It is high time to dispense with the myth that “statistically rigorous A/B tests are impractical”. In this piece I take the opportunity to bring down the many misconceptions that are typically underpinning the above claim.
Here are the four misconceptions regarding the role of scientific and statistical rigor in online A/B testing that I commonly encounter both in my consulting practice and in online discussions:
- Business experiments need not be scientifically rigorous
- Statistical rigor means testing with a 95% confidence threshold
- Proper statistics means an A/B test has to be evaluated just once
- Statistically rigorous A/B tests are impractical
Are superiors or colleagues subscribing to any of these myths? It may well be the major factor preventing one’s experimentation efforts from shining with their full potential. That is, if it is not derailing them altogether!

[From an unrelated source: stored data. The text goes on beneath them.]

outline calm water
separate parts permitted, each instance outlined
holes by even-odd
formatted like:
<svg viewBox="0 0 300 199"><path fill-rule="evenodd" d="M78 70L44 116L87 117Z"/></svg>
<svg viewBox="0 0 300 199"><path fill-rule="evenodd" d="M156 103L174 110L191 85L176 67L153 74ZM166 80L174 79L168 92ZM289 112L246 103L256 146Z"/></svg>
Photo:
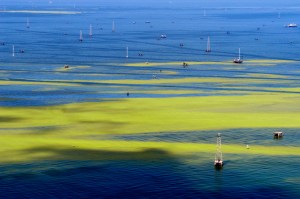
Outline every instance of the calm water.
<svg viewBox="0 0 300 199"><path fill-rule="evenodd" d="M165 4L164 4L165 5ZM6 9L66 10L67 7L22 7ZM275 67L203 65L124 67L126 62L230 61L242 49L245 60L299 60L299 28L284 28L299 22L298 9L183 9L132 6L125 9L109 3L104 7L77 6L77 15L0 13L0 80L77 84L80 86L1 85L1 106L39 106L125 98L126 90L185 89L255 91L264 88L299 87L298 63ZM278 12L281 17L278 18ZM30 28L26 28L26 18ZM116 32L112 33L112 21ZM149 21L150 23L145 23ZM88 36L93 25L93 37ZM79 31L83 42L79 42ZM167 39L159 39L166 34ZM207 37L212 52L206 54ZM184 47L179 44L184 43ZM15 56L12 56L12 45ZM129 47L129 58L125 49ZM24 49L25 53L19 50ZM143 52L144 56L138 56ZM90 66L58 70L65 64ZM160 73L171 71L175 73ZM249 74L284 75L293 84L260 84L255 88L223 87L221 84L126 85L91 80L152 79L183 77L237 78ZM266 79L261 77L257 79ZM276 79L274 79L275 81ZM112 87L117 86L117 87ZM235 85L236 86L236 85ZM249 84L249 86L251 86ZM140 94L131 97L170 97L187 94ZM299 129L284 129L282 140L273 140L273 129L224 131L224 143L299 146ZM112 135L110 139L214 143L216 132L170 132ZM259 138L259 139L257 139ZM97 139L97 138L93 138ZM59 152L57 152L59 153ZM61 152L63 153L63 152ZM107 154L103 154L107 155ZM51 161L0 165L0 198L300 198L300 157L270 157L225 154L223 170L212 167L214 154L175 157L164 151L109 154L106 161ZM114 157L117 158L114 158ZM209 162L207 160L210 160Z"/></svg>

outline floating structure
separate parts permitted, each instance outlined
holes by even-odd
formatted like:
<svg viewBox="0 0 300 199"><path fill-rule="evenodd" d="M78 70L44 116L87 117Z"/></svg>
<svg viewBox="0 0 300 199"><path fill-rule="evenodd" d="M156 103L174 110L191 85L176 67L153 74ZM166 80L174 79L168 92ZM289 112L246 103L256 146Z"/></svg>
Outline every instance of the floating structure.
<svg viewBox="0 0 300 199"><path fill-rule="evenodd" d="M206 46L205 52L207 52L207 53L211 52L211 48L210 48L210 38L209 38L209 37L207 37L207 46Z"/></svg>
<svg viewBox="0 0 300 199"><path fill-rule="evenodd" d="M296 28L296 27L297 27L297 24L295 24L295 23L290 23L290 24L288 24L286 27L288 27L288 28Z"/></svg>
<svg viewBox="0 0 300 199"><path fill-rule="evenodd" d="M276 131L276 132L273 133L273 135L274 135L275 139L282 138L283 137L283 132Z"/></svg>
<svg viewBox="0 0 300 199"><path fill-rule="evenodd" d="M241 59L241 49L239 48L239 57L233 60L233 63L241 64L243 60Z"/></svg>
<svg viewBox="0 0 300 199"><path fill-rule="evenodd" d="M160 38L162 38L162 39L166 39L167 38L167 35L160 35Z"/></svg>
<svg viewBox="0 0 300 199"><path fill-rule="evenodd" d="M214 165L216 168L222 168L223 167L223 155L221 150L221 133L218 133L217 135L217 151L215 155L215 162Z"/></svg>

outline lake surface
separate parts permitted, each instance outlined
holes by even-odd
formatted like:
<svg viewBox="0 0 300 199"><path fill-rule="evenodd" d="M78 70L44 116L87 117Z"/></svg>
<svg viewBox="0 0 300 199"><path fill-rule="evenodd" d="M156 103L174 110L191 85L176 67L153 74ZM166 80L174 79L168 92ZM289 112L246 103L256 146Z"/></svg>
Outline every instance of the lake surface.
<svg viewBox="0 0 300 199"><path fill-rule="evenodd" d="M75 9L10 5L6 11L32 9L80 13L0 12L0 42L4 43L0 45L1 106L117 100L127 98L127 92L134 98L240 92L300 94L288 90L300 87L300 30L284 27L300 21L297 8L184 9L172 5L123 8L106 3L99 7L78 5ZM113 21L115 32L112 32ZM80 30L83 42L79 41ZM167 38L160 38L162 34ZM208 36L211 53L205 52ZM12 56L13 46L15 56ZM129 58L125 57L127 47ZM238 56L238 48L246 63L243 66L231 64ZM273 65L246 62L272 59L285 61ZM185 61L216 63L188 68L178 64L144 65ZM128 63L142 64L124 66ZM69 65L70 70L65 70L64 65ZM128 79L154 77L236 78L237 82L126 83ZM239 82L246 77L261 82ZM170 89L178 93L154 92ZM190 93L181 93L183 90ZM223 143L298 147L299 129L283 130L285 137L274 140L274 129L229 129L223 132ZM0 133L3 131L1 128ZM217 132L152 132L109 135L107 139L215 143ZM214 152L180 157L159 150L103 155L117 158L0 165L0 198L300 198L299 156L224 154L224 168L215 170Z"/></svg>

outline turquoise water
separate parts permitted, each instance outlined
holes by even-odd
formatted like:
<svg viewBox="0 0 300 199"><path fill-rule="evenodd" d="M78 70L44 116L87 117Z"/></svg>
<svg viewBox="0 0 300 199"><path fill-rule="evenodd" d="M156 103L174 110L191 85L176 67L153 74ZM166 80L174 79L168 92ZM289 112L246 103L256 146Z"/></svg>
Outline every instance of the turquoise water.
<svg viewBox="0 0 300 199"><path fill-rule="evenodd" d="M165 4L164 4L165 5ZM218 91L266 92L268 88L300 86L299 28L284 25L298 22L299 10L163 8L130 5L115 7L77 6L76 15L0 13L0 80L58 85L1 85L1 106L40 106L72 102L126 98L134 90L190 90L195 94L145 94L130 97L175 97L224 95ZM74 11L66 7L23 7ZM26 19L30 28L26 28ZM112 21L116 32L112 33ZM151 23L145 23L150 21ZM88 36L93 25L93 37ZM79 42L79 31L83 42ZM160 39L166 34L167 39ZM212 52L205 53L210 36ZM183 47L179 44L184 43ZM12 45L15 56L12 56ZM125 49L129 47L129 58ZM284 59L296 61L275 66L178 65L124 67L131 62L231 61L242 50L245 60ZM20 53L19 50L24 50ZM143 52L144 56L138 56ZM68 64L90 66L58 70ZM241 67L241 68L239 68ZM173 73L162 73L171 71ZM255 77L251 75L284 75ZM272 80L260 84L221 83L130 85L99 83L96 80L150 80L158 78L223 77L242 80ZM289 80L283 82L281 80ZM68 83L73 86L66 86ZM291 91L276 91L296 93ZM0 131L4 131L1 129ZM223 132L224 144L299 146L299 129L283 129L286 135L274 140L274 129L230 129ZM110 139L214 143L216 131L111 135ZM91 139L101 139L92 137ZM39 149L47 151L50 149ZM51 151L67 155L68 151ZM79 151L94 153L93 151ZM222 170L212 166L214 154L177 157L165 151L137 153L98 152L105 161L49 161L0 165L0 198L299 198L298 156L250 156L224 154ZM210 160L210 161L208 161Z"/></svg>

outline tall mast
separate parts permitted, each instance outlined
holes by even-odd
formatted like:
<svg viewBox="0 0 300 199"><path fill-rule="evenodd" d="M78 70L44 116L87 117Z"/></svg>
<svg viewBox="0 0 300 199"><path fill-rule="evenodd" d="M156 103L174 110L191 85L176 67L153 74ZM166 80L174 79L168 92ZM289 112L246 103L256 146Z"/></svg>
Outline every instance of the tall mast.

The following paragraphs take each of these down with precision strikes to the chin. Hopefully, this will give you a tool to effectively push against them so your A/B testing program is back on the right track. Sit back, relax in your front-row seat, and enjoy the show. It is taken as a given that you don’t mind the occasional splatter.
Business experiments need not be scientifically rigorous
What I hear most often from people afraid that scientific rigor may be detrimental to business objectives is something like the following:
“We are not a scientific research laboratory, so we do not require scientific rigor. We just want to see if this works or not. We are only interested in estimating what increase in conversion rate and revenue this change will deliver.”
True. A business is not a scientific laboratory. However, the unstated assumption is that the goals of a business test are somehow different than those of a scientific inquiry.
Such sentiments are often reinforced by or latched onto by proponents of quasi-Bayesian approaches who might use “scientific rigor” as almost a slander when speaking of “old ways of doing experimentation” or “frequentist statistics”. This may have the unfortunate effect of fortifying the understanding that “scientific” and especially “scientifically rigorous” is not something that applies to A/B tests which aim to address business questions.
Those who espouse such a view seem oblivious to the incredible overlap between the history of scientific experimentation and business experimentation. Here are a few notable examples:
- Student (1908), “The Probable Error of a Mean” was arguably one the papers laying the groundwork for statistical experimentation. It was written by William S. Gosset, a.k.a. “Student” while he was employed as a Head Experimental Brewer at Guinness. He spent his entire 38-year career there. “The self-trained Gosset developed new statistical methods – both in the brewery and on the farm – now central to the design of experiments, to proper use of significance testing on repeated trials, and to analysis of economic significance” (Wikipedia)
- Walter A. Shewhart laid the groundwork for statistical methods in industrial quality control. His entire career was split between two companies: “Western Electric Company” and “Bell Telephone Laboratories”.
- Ronald A. Fisher wrote his seminal works on design of experiments during his 14 years at Rothamsted Experimental Station or shortly thereafter. He was employed as a statistician tasked with devising and conducting experiments to increase crop yields. While not strictly a business venture, this is applied research with direct and measurable impact, with related costs and risks, including the cost of not acting soon enough, much like the one undertaken in business R&D departments.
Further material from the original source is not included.